There was no doubt in my mind: we had just seen a flea. And if there was one flea, we could be 100% sure that there would be others, and we could now be 100% sure that his itchiness was caused by fleas. There would be an allergic component too: fleas don’t make all dogs itch, and dogs that are allergic are made especially itchy because of fleas.
The good news was that this was a curable problem: Fionn would not have to stay on long term anti-itching tablets. Instead, we just need to put him onto an effective flea control programme. There are two components to making sure that fleas are eradicated.

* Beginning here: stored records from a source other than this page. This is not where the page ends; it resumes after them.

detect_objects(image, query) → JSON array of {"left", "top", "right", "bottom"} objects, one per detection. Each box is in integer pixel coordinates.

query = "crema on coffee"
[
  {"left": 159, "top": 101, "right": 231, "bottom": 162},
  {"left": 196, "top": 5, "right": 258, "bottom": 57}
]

Fleas need to be controlled on the pet and also in the home

  • First, we had to kill any fleas in his home, using a special household spray. This is critically important; if this is not done, Fionn would be continually re-infested. 95% of a flea problem is in the home; the fleas seen on the pet are just the tip of the iceberg. When you see adult fleas on a pet, the home is almost certainly also infested with flea eggs, larvae and pupae, and you need to deal with these.
  • Second, we had to kill the fleas that were actually on Fionn himself. There are many different ways of doing this, including sprays and tablets. The simplest and longest lasting answer for Fionn was a prescription only tablet that ensures that any fleas that nibble on him are immediately killed. This medication is completely safe for mammals, but fatal for fleas, and the good news is that it’s tasty too: it’s exceptionally easy to give to dogs, as most happily eat the tablet, like a treat.

One week later, Fionn’s itch had been permanently cured: no more fleas = no more itchiness.